Macro cold_iron::mnemonic[]

macro_rules! mnemonic {
    (comment, priority) => { ... };
Expand description

Compile-time reminders of intent

All programming has the notion of bit rot: even if the code remains unmodified, the world moves on and may no longer be able to run a program. Dependencies get updated, compilers are reconfigured, services go offline. Even if everything is exactly as before, diving into a once-familiar codebase can be even more difficult than one never seen before.

Documentation and code comments are the common answer to this. For nanothaumaturgy, though, a simple comment is insufficient. Because intent is such an important component, even for a very well-specified program, compiling something scarcely remembered is unlikely to produce a satisfactory result.

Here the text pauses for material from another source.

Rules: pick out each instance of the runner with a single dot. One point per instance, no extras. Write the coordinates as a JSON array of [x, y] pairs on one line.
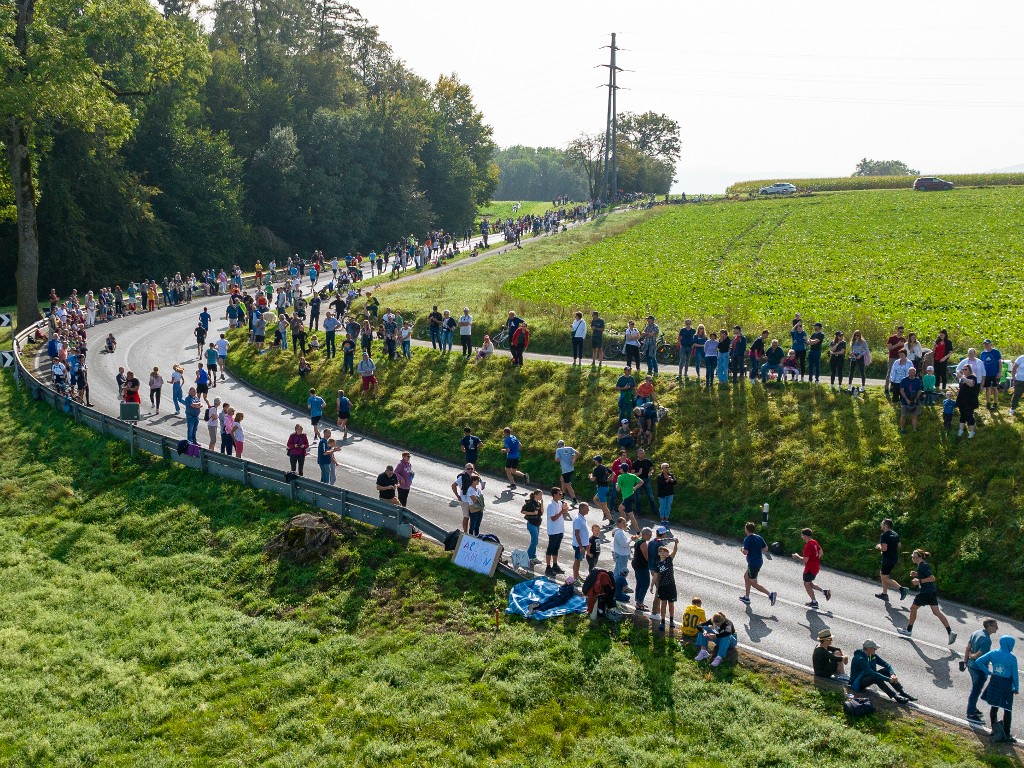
[[889, 547], [753, 548], [315, 403], [511, 451], [929, 595], [556, 513], [566, 456], [811, 558]]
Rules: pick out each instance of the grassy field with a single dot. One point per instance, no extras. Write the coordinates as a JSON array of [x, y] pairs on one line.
[[140, 624], [821, 459], [843, 183], [852, 260]]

The mnemonic macro attempts to address this by allowing you to leave notes to yourself in the future. Unlike comments, however, these are not ignored by the compiler: they are presented to the user in sequence by cargo to ensure one is visualising the correct concepts during compilation.

The style and quantity of mnemonics is a personal choice, though large software houses often conform to a standard. The guides from Gensokyo are an excellent starting place to prepare your own style or start a new one.

A note on rest

Because concentration is such a fundamental component of nanothaumaturgy, it is nearly impossible to successfully build a project while exhausted. A large invocation could take several minutes to complete, and during that time one’s attention cannot wander. A distracted Thaum will produce incantations that are less performant, nonfunctional, or possibly even downright dangerous.

Many find breathing exercises or yoga to be helpful in this regard. Indeed, many of the ritual witches of yore used were less about the Shape of magic and more about centring oneself. Every Thaum must find their own techniques to produce a successful incantation. As with mnemonics, the Gensokyo guide provides many tried-and-true techniques for increasing compilation success.